Medical imaging, in its purest form, provides a window on the internal anatomy of the human body. If there is a lesion, such as a cancerous tumour, that alters the shape of the underlying tissues, then the medical image serves as a powerful diagnostic tool. What happens, though, when the pathology manifests itself not as a change in anatomy but rather as an alteration in the underlying function or physiology?
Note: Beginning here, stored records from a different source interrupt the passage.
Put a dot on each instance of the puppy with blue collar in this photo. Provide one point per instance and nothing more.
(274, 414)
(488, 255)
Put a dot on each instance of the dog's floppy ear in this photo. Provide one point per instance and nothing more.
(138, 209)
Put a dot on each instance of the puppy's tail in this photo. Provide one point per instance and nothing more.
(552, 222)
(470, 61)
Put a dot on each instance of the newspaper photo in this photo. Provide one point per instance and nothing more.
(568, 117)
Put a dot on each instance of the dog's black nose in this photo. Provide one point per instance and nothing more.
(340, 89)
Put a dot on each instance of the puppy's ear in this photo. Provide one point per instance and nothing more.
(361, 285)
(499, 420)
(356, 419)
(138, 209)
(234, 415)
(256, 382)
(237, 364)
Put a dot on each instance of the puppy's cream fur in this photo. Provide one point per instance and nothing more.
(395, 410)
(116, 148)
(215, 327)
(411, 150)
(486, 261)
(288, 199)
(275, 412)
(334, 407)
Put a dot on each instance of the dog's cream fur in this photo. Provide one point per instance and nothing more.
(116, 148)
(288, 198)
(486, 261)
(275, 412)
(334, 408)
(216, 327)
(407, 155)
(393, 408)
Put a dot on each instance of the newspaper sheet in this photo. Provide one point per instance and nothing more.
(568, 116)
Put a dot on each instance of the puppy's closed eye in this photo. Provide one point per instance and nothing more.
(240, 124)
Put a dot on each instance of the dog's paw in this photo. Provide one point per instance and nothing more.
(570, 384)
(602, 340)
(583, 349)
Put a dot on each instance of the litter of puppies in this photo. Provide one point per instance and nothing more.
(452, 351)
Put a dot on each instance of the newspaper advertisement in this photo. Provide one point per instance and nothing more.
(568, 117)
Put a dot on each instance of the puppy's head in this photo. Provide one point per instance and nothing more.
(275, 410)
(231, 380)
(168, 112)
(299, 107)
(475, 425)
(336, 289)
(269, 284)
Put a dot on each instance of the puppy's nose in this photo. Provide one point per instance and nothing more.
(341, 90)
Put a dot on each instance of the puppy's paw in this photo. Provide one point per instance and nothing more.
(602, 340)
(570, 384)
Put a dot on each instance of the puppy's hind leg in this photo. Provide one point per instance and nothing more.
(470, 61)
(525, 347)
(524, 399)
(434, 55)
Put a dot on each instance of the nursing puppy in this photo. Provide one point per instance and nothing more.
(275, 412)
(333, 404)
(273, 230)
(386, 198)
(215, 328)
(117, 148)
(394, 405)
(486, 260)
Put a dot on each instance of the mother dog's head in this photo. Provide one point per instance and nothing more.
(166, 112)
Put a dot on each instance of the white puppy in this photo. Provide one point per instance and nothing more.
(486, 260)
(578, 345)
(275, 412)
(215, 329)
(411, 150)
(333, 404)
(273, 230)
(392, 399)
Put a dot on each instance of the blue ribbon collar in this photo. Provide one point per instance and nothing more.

This is just what happens with some cancers where the tumour, in its appearance, is virtually indistinguishable from the surrounding healthy tissues – and is therefore effectively invisible on the medical image – and yet can be up to 30 times stiffer than the normal tissue. Now imagine if it were possible to use standard medical imaging techniques to measure the stiffness. Well such an approach, called elastography, does indeed exist and has been implemented using both ultrasound and magnetic resonance. By applying a mechanical compression or vibration, the tumour deforms less than surrounding tissues and then by measuring the deformation, or strain, stiffness may be calculated.
A French company called Supersonic Imagine has developed an ultrasound system that incorporates a novel technique known as ShearWave Elastography to measure stiffness in breast tissue. As illustrated in the figure below, stiffness is represented by a colour spectrum, ranging from dark red (very stiff) through orange, yellow, and green, to blue (very soft). While there is considerable interest in using screening ultrasound to augment mammography, particularly in women with dense breasts, the modality tends to suffer from relatively poor specificity. Supersonic Imagine therefore sponsored an international multi-centre trial of almost 1,000 women and the results have just been published in Radiology.
The investigators compared their results using standard B-mode ultrasound with elastography and their analysis revealed a statistically significant improvement in specificity. Importantly, this was accomplished without any loss in sensitivity, a topic explored in last week’s blog.
The principal author, Wendie Berg, commented that “We find many low-suspicion lesions on ultrasound that are mostly fibro-adenomas and complicated cysts, which we know are very unlikely to be cancerous, but with standard techniques we cannot be sure without a biopsy. Based on our study it seems feasible that ShearWave Elastography will help reduce unnecessary biopsies”. This is encouraging news for women.